Die medikamentöse Behandlung ist sehr individuell und muss häufig angepasst werden. Es ist wichtig, dass die Medikamente regelmäßig und zum richtigen Zeitpunkt eingenommen werden, um eine optimale Wirkung zu erzielen.
Nicht-medikamentöse Therapie
Neben der medikamentösen Behandlung sind nicht-medikamentöse Therapien sehr wichtig. Die Erkrankten werden dabei unterstützt, ihre bestehenden kognitiven Fähigkeiten und Alltagskompetenzen möglichst lange zu erhalten.
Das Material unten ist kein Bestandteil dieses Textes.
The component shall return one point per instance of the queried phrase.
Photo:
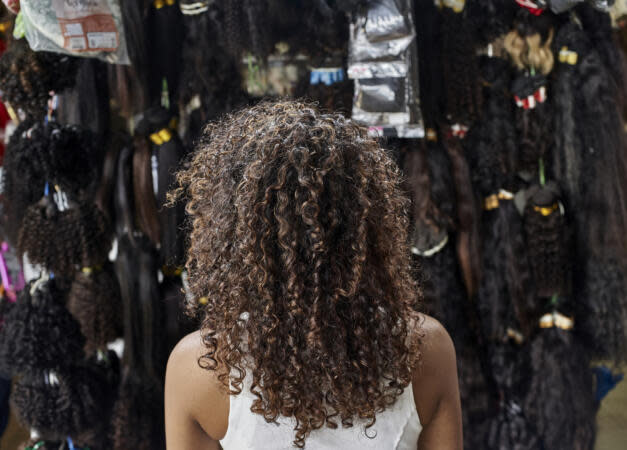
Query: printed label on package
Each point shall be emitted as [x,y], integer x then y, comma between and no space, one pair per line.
[86,25]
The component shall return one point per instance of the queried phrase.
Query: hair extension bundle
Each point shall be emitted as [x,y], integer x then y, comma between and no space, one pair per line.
[430,225]
[567,157]
[164,32]
[130,82]
[337,97]
[99,435]
[157,143]
[467,222]
[106,187]
[505,273]
[210,83]
[91,83]
[94,300]
[137,420]
[598,26]
[547,241]
[61,403]
[28,77]
[39,333]
[529,43]
[460,71]
[490,18]
[246,27]
[62,241]
[533,121]
[137,415]
[428,40]
[596,192]
[24,174]
[561,381]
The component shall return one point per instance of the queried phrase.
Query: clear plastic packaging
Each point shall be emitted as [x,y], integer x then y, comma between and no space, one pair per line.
[383,62]
[88,28]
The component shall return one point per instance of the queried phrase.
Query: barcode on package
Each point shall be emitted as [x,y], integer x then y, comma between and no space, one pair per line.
[74,29]
[102,40]
[77,43]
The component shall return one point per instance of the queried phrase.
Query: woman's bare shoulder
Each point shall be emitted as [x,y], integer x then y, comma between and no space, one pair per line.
[193,391]
[435,377]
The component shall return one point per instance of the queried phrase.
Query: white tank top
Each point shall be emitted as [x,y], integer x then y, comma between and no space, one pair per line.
[396,428]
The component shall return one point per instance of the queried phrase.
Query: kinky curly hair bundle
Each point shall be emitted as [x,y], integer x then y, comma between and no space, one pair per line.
[28,77]
[317,209]
[64,241]
[61,403]
[39,333]
[208,74]
[547,241]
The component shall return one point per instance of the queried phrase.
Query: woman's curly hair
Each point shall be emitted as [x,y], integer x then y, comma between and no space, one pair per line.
[299,243]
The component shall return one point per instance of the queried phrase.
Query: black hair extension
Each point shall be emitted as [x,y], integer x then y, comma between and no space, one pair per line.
[460,71]
[164,34]
[39,333]
[28,77]
[94,300]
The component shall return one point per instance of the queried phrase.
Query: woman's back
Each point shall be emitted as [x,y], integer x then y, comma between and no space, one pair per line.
[298,248]
[396,428]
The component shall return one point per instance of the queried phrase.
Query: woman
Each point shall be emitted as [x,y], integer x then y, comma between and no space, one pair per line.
[298,254]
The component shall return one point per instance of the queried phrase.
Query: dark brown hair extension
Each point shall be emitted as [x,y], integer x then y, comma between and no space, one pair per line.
[24,175]
[597,197]
[39,333]
[164,32]
[429,225]
[145,202]
[129,83]
[598,26]
[28,77]
[561,380]
[104,195]
[335,98]
[67,408]
[338,250]
[547,241]
[62,240]
[467,224]
[94,300]
[137,421]
[460,71]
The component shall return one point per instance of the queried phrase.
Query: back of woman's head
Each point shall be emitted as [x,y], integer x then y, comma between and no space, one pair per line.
[298,249]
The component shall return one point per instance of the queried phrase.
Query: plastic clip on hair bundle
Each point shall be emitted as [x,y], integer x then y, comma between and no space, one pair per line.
[556,320]
[567,56]
[533,7]
[193,9]
[492,201]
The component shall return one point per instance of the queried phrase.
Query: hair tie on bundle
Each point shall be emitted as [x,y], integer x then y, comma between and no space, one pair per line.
[546,210]
[492,201]
[193,9]
[171,271]
[567,56]
[431,251]
[529,90]
[556,320]
[92,269]
[456,5]
[161,137]
[158,4]
[432,135]
[515,335]
[531,6]
[459,130]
Zur Linderung der motorischen Symptome der Parkinson-Erkrankung wird möglichst viel körperliche Aktivität empfohlen.
- Physiotherapie: Hilft, die Beweglichkeit und Koordination zu verbessern.
- Ergotherapie: Unterstützt bei der Bewältigung von Alltagsaufgaben.
- Logopädie: Verbessert die Sprach- und Schluckfunktion.
- Psychotherapie: Kann bei Depressionen und Angststörungen helfen.
Selbsthilfemaßnahmen
Einige Dinge können Patientinnen und Patienten auch selbst tun, um das Fortschreiten der Erkrankung zu verlangsamen:
- Regelmäßige Bewegung: Bewegung und Sport wirken sich positiv aus und können den Verlauf verlangsamen.
- Ausreichend Schlaf: Achten Sie auf eine gute Schlafhygiene und sieben bis acht Stunden guten Schlafes pro Nacht.
- Mediterrane Ernährung: Eine ausgewogene Ernährung mit viel Obst, Gemüse und Fisch kann sich positiv auf den Krankheitsverlauf auswirken.
- Soziale Kontakte: Ein Sozialleben mit vielen Kontakten, Gespräche und gemeinsame Aktivitäten können der Entwicklung einer Demenz entgegenwirken.
- Stressmanagement: Techniken wie Meditation, Yoga, Achtsamkeits- und Atemübungen können den Stresspegel senken und die Dopaminproduktion positiv beeinflussen.